Background information
- Born: June 3, 2014 (age 11) Atlanta, Georgia, US
- Genres: Hip hop; drill; gangsta rap;
- Occupations: Rapper; songwriter;
- Instrument: Rapping;
- Years active: 2023–present

= Lil RT =

American rapper (born 2014)

Robert Thompson (born June 3, 2014), known professionally as Lil RT, is an American rapper. He gained attention after his song "60 Miles" went viral on YouTube. He and his parents have been criticized for the mature themes and explicit content that are seen in his music.

==Early life==
Robert Thompson was born on June 3, 2014 in the West Atlanta neighborhood of Bankhead. He lives with his mother Danotta Thomas. He has an older brother who goes by his rap name, PCF Lil Kari.

== Career==
Lil RT's debut single, "60 Miles," was released in October 2023 with Batmaan Jay. The song quickly went viral on YouTube, amassing over 4 million views within a few months. The track features themes of street life and urban struggles. Critics have noted the song's explicit lyrics and mature themes, which have sparked both praise and controversy by prominent commentators. He released a sequel, titled "60 Miles 2," in October 2023 and followed up with "60 Miles 3" featuring Doe Boy.

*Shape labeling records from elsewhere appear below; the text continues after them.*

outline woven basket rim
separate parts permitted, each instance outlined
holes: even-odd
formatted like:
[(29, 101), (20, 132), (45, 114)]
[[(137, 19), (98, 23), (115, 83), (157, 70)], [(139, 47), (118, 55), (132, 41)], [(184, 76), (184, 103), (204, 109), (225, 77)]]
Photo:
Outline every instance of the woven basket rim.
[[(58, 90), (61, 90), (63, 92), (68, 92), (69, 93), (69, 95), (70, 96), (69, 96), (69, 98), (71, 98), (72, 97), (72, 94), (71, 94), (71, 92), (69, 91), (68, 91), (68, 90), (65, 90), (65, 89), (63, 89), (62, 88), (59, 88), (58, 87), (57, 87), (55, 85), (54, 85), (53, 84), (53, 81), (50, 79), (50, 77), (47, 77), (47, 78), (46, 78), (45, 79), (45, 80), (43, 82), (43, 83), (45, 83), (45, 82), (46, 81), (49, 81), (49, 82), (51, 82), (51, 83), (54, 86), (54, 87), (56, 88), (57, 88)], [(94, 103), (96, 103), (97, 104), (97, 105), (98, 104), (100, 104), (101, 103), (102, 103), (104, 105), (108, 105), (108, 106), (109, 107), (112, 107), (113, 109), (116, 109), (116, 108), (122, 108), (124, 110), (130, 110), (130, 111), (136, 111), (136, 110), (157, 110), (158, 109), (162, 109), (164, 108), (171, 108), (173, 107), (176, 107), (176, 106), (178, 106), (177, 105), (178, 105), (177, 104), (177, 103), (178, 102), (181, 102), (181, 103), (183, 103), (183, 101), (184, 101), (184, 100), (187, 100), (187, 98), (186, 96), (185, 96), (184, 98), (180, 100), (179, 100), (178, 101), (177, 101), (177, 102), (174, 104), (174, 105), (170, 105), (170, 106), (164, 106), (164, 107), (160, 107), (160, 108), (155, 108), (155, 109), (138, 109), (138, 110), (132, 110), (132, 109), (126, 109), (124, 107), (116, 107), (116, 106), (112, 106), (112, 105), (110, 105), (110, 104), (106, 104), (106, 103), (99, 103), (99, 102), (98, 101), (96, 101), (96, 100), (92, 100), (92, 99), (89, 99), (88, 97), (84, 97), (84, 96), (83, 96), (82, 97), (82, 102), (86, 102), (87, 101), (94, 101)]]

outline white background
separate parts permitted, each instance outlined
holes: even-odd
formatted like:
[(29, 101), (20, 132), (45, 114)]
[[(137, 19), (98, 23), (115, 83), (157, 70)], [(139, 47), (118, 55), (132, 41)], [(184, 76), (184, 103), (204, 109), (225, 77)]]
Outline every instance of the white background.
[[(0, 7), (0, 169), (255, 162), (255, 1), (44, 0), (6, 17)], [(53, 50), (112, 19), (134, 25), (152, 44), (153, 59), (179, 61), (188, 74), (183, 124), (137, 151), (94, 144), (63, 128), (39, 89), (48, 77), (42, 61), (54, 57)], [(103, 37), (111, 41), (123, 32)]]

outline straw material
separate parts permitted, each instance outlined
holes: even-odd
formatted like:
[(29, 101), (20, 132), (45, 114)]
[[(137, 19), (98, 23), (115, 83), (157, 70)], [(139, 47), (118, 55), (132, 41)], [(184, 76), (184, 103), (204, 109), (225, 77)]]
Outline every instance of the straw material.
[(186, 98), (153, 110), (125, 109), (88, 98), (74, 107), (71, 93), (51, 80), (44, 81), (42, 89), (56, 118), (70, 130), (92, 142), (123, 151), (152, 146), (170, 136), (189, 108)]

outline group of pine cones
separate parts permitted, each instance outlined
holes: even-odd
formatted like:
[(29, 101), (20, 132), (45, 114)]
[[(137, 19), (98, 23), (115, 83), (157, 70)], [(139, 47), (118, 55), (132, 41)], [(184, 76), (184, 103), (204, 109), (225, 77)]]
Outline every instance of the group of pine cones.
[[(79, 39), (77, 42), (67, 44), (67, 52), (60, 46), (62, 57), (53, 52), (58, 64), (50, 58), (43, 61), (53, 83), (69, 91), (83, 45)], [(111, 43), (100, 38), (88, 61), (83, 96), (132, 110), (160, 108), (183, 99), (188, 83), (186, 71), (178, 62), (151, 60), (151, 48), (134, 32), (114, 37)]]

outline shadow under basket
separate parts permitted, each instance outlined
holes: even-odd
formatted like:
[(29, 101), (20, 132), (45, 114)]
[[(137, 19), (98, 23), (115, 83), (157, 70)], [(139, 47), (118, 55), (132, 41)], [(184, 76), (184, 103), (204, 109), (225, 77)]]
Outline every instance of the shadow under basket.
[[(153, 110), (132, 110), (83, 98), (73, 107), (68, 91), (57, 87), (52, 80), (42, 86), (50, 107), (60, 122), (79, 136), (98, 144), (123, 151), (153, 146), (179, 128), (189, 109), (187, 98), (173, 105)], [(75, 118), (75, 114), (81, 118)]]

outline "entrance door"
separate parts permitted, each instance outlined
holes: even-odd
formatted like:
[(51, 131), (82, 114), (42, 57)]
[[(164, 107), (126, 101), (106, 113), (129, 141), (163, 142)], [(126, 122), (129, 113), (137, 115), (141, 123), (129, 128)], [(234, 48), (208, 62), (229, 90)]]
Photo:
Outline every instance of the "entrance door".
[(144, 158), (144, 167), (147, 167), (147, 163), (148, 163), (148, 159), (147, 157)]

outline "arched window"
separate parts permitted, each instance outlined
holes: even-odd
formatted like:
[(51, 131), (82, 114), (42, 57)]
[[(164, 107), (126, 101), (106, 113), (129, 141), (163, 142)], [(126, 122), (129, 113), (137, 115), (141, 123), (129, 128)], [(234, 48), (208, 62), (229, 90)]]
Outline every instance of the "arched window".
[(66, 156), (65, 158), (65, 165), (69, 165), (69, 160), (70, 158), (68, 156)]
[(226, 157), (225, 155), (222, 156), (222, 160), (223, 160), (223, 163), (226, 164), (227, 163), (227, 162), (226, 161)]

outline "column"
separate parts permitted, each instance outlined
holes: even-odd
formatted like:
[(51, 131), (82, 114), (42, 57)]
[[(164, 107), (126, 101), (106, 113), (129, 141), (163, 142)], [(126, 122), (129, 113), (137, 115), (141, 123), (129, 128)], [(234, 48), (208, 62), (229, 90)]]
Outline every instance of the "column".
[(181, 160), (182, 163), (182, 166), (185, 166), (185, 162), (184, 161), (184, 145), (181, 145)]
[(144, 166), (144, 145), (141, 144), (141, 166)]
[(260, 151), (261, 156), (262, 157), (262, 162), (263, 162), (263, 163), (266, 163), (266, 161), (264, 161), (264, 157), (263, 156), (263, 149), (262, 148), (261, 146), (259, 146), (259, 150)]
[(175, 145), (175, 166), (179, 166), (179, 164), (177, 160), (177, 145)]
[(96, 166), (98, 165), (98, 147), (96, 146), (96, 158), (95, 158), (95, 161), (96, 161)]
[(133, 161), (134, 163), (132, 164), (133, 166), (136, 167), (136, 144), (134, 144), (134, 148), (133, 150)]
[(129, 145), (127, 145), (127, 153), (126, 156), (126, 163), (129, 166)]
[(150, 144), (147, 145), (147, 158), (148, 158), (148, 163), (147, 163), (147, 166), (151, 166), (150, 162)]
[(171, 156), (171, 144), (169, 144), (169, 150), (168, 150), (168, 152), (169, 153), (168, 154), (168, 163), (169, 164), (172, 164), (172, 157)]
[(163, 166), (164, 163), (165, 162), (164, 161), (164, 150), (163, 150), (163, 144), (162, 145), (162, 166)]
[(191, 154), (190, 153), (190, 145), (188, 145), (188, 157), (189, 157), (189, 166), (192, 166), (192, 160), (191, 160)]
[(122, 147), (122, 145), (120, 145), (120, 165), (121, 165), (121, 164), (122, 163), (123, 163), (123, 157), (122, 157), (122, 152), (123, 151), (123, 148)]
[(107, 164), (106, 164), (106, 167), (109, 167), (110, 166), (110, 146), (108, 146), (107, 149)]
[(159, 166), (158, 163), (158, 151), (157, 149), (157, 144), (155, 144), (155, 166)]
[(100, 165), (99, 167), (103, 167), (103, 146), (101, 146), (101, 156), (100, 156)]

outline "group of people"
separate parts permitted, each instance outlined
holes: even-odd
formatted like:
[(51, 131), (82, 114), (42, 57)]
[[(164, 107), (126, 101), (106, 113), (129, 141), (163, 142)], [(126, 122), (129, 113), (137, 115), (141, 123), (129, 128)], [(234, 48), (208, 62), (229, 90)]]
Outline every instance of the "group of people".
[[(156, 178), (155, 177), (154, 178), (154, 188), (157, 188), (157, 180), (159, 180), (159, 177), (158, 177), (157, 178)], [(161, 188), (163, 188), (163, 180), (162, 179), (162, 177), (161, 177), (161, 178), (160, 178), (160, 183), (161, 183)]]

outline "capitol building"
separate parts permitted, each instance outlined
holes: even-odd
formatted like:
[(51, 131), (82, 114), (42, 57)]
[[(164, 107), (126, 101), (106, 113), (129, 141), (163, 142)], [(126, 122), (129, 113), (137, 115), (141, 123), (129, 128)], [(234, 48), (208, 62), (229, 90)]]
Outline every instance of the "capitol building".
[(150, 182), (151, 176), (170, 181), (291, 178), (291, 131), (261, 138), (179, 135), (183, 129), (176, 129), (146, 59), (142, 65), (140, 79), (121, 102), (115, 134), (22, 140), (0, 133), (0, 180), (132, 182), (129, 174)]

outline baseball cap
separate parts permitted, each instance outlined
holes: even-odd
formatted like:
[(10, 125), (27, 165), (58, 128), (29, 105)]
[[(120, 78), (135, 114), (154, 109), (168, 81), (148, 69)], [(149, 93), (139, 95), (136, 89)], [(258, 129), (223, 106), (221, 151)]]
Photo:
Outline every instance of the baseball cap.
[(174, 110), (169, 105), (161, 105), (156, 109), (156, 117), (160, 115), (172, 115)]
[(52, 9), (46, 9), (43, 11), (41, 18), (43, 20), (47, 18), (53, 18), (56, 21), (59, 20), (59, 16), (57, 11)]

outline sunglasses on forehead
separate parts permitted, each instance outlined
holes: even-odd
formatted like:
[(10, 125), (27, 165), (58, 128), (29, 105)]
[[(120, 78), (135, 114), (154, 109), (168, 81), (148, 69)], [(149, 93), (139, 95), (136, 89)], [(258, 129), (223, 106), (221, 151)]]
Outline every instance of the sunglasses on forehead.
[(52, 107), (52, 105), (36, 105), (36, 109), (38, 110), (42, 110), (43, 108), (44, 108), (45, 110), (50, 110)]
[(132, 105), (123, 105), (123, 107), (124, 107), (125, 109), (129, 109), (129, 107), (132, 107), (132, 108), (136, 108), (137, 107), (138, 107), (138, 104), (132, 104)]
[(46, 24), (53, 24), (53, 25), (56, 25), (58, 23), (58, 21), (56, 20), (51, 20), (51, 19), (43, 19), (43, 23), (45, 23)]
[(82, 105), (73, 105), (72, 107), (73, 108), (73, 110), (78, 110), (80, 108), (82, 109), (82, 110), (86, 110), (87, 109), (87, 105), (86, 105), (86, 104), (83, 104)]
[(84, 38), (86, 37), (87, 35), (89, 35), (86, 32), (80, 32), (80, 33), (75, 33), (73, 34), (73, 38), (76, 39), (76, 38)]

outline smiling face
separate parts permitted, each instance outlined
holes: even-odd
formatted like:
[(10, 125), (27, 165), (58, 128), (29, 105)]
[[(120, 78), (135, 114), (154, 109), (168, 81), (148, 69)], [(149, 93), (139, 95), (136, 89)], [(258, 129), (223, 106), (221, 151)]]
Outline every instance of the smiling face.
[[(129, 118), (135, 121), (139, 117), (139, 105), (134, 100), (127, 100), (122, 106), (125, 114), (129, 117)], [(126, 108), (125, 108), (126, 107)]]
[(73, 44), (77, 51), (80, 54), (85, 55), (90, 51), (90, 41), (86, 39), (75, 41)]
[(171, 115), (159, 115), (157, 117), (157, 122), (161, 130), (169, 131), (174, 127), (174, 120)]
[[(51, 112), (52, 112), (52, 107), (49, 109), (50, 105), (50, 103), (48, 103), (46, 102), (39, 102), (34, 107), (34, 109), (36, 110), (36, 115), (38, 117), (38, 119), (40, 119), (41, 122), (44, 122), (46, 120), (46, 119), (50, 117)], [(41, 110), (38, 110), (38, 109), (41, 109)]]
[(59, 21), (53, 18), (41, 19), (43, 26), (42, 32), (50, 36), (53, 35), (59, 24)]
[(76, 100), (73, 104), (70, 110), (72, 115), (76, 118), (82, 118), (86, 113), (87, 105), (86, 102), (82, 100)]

In November 2023, Lil RT appeared on a livestream with Twitch streamer Kai Cenat. During the stream, Lil RT performed a freestyle rap in which he appeared to use the word "rape," rapping "And I got her number, and I'm finna rape her." Cenat then took off his belt as if he was about to discipline him. Both Lil RT and Cenat were criticized for this. Cenat later attempted to clarify the situation by asking Lil RT if he had said "rate" instead, after which Lil RT claimed he did.

In February 2024, Lil RT performed at a party in Miami's Little River neighborhood. The performance included provocative elements, such as dancers twerking on him and an OnlyFans model dressed in a thong. Conservative commentators criticized the performance. Candace Owens called it as an example of "sinister, evil people trying to invade our souls with filth." Owens had previously claimed his lyrics "speak to the corrosion of our culture." West Atlanta rapper Lil Tony defended Lil RT on a podcast, saying "He's been like this. I can't even say it's his fault. This is just where he comes from."

In March 2024, Lil RT released a single titled "BIG DOG SH*T" with New York rapper Lil Mabu.

In June 2024, a video from his 10th birthday party went viral on social media. The footage depicted adult women dancing and twerking on Lil RT. Some users called for legal action against his parents.